-
Type: Improvement
-
Status: Resolved
-
Priority: Minor
-
Resolution: Fixed
-
Affects Version/s: None
-
Fix Version/s: 10.3
-
Sprint:nxcore 10.3.8
-
Story Points:2
Since NXP-25313 and NXP-25312 batching and retry mechanism are available at computation level.
This should be used for the AuditLogWriter.
Possible retry policy:
new RetryPolicy.withBackoff(1, TimeUnit.SECONDS, 65)

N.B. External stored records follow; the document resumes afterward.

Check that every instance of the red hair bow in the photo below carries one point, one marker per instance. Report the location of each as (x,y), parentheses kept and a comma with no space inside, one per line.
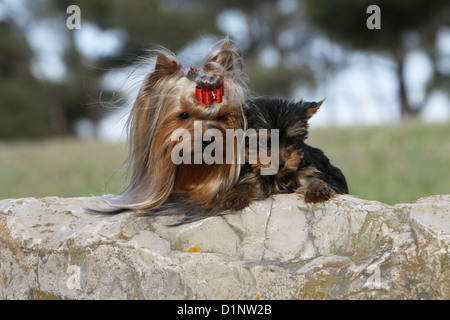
(208,96)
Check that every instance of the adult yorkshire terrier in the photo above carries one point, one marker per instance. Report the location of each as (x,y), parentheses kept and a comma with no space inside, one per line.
(170,99)
(300,168)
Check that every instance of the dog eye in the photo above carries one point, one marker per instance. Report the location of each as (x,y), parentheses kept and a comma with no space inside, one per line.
(184,116)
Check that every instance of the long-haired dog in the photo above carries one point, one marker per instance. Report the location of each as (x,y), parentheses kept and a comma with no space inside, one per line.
(300,168)
(176,99)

This should retries 7 times:
- 0s: failure, delay: 1s
- 1s: retry 1, delay: 2s
- 3s: retry 2, delay: 4s
- 7s: retry 3, delay 8s
- 15s: retry 4, delay 16s
- 31s: retry 5, delay 32s
- 63s: retry 6, delay 64s
- 127s: retry 7, end
The computation tolerates a network/audit backend outage of 2minutes.
After this the computation stops and the computation is run on another node.
So the cluster tolerate n*2min outage before failing completly to write to the audit backend,
note that however log entries continue to be appended to the stream without any data loss.
The audit backend access need to be solved manually and a Nuxeo node need to be restarted to continue the processing.